If the voters looked solely at WAR, Trout would have many more MVPs in his trophy case. His lone MVP award came in 2014 when the Angels won the AL West by 10 games. If Altuve and Donaldson continue their recent cold streaks, the voters might look to a familiar name even if he is on a bad Angels squad. By many accounts, he is the best player in the game and he has only one MVP award.

When push comes to shove, Dozier will likely get some top-10 and even top-5 votes for the AL MVP. He would need to continue his blistering pace over the last few weeks to make his numbers truly stand apart from the crowd.

Unfortunately, there haven't been many eyes on Minnesota baseball this season and that can only hurt his MVP chances. It's been an historic season for the Twins Brian Dozier but it has been a small ripple in a very big MLB pond.

Where would Dozier be on your AL MVP Ballot? Leave a COMMENT and start the discussion.

Wednesday, September 14, 2016

Is The Buxton Era Beginning?

Photo Credit: Jordan Johnson, USA Today Sports
The Twins' schedule is slowly coming to an end and many fans might be turning away as the losses continue to mount. But while fans are averting their gaze, they could be missing the start of something special on the field.

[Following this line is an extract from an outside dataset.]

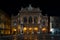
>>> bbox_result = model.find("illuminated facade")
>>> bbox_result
[0,10,10,35]
[11,5,48,34]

After struggling through his first 100+ games, Byron Buxton might finally be putting together all the skills that made him one of baseball's best prospects. Is the Buxton Era beginning in Minnesota? 

Being able to adjust to pitching at baseball's highest level can be one of the toughest challenges. When the Twins drafted Buxton, a concern surrounding him was the fact that he played his entire amateur career in rural Georgia. Even with this background, he showed few hitting concerns as he moved through the Twins system. 

Buxton has dominated the upper levels of the minor leagues over parts of the last two seasons. In 2015, he hit .305/.367/.500 at Double-A and Triple-A. The 2016 season has been even better as his Triple-A OPS is up to .927 while hitting double digit home runs at a level for only the second time in career. All the signs were there but the transition to baseball's highest level wasn't smooth. 

Through his first 109 games, Buxton batted .199/.248/.319 while positing a 34.8% K%. Pitchers were overpowering him at the plate. There were sprinkles of positive signs but the overall numbers don't lie. Something had to change with the 22-year old uber prospect and maybe he finally found the cure for his big league blues. 

One of the biggest changes for Buxton this season might be the return of his leg kick. Minnesota tried to have Buxton cut back on this movement after drafting him. According to FanGraphs, the Twins organization has a "front foot down early" hitting approach. At the beginning of this season his leg kick wasn't there but throughout this season his leg kick has reemerged. 

Since being recalled on September 1, Buxton has looked like he might finally be hitting his stride at the big league level. Entering play on Wednesday, Buxton has gone 15-for-43 with five home runs and four doubles in his last 12 games. Obviously this isn't a huge sample size but the Twins are searching for small rays of hope during this mess of a season. 

It may be too early to declare the official start of the Byron Buxton era but he is certainly one of many reasons to watch the Twins as the season winds to a close. Minnesota's future is tied to Buxton's success. He will need to continue to make adjustments but we could be on the cusp of a new era for the Twins.